Seems to be a much larger amount of work to design, implement, and support a more-or-less dozen-step customer journey that does NOT work than just implementing a few switches. And that goes even if the switch must be designed-in from the beginning by designing operation for local-only operation.
Surely, implementing a simple block-all-strangers to send-to-bitbucket all communications attempts by accounts not already on the whitelist is easier than all these overlapping settings described?
Unless it is explained how building a much more complex system is easier and lower-cost than a simpler system with fewer controls, the default conclusion is it is intentional.
>>It is not a dark pattern, it is just "what is the minimum we can do to sell this without doing the curation work?"
Even if for the sake of discussion we treat it as laziness, a dark pattern created by accident is still a dark pattern. The customer is no less screwed into doing something they do not want and the company does want.
The 29 separate confusing overlapping effects is by design.
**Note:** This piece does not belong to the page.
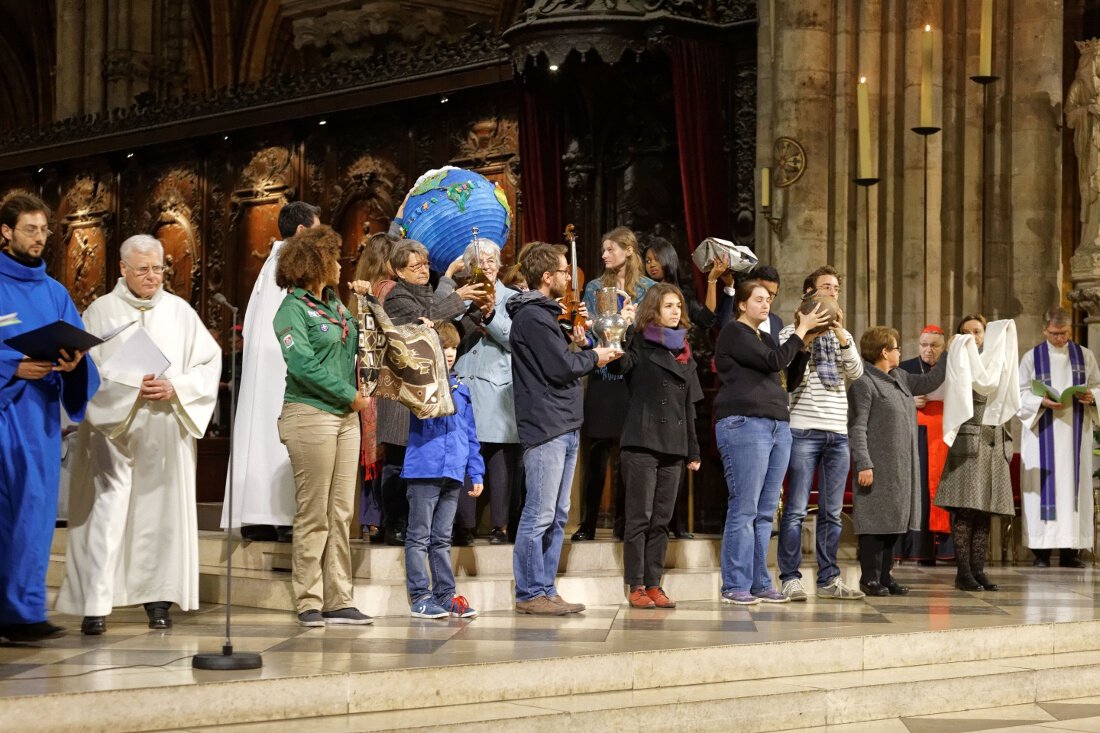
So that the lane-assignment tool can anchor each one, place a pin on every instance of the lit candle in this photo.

A single "local only" switch would (so long as that switch is enabled) lock out all manner of potential future revenue and recurring rents, which these companies very much want to see hit the balance sheet.
So the 29 separate confusing overlapping settings is designed to frustrate you to the point that you allow what they want from the start, the ability of the device to generate future revenue (via both of one time sales and recurring rents on rental sales).
>>The 29 separate confusing overlapping effects is by design
>>designed to frustrate you to the point that you allow what they want from the start, the ability of the device to generate future revenue
And this explains why they are willing to do all the extra work to do it.
It is not even close to accidental or lazy — there is nothing accidental about the intention or going to the extra cost to build those dark patterns to screw the customers.
Yes, absolutely. 29 separate overlapping settings likely match up precisely to arguments in various APIs that are used. On the other hand, what does local only even mean? No wifi? No hardwired connection? LAN only? Connection to the internet for system updates but not marketplace? Something else? All with a specified outcome that requires different implementation depending on hardware version and needs to be tweaked everytime dependencies change.
Let's start with this: Design the architecture so the core system works fine locally. Features requiring Internet connection are in separate modules, so they can be easily turned on/off, and designed so they are still primarily local.
E.g., store all current status locally and if requested another module sends it to the cloud, instead of cloud-first.
E.g.2, install updates by making a pull of all resources and then doing the update instead of requiring continuous communication.
Allow user control with options to completely shut off, whitelist, blacklist, etc.
Simple design decisions up front to make a software package meeting the user's local needs first, THEN allowing controlled access to the internet, under the USERS' control, instead of designing every feature to contact your servers first and compromising both usability and control at every step.
We are only talking about the architecture, setup, and options for each particular game.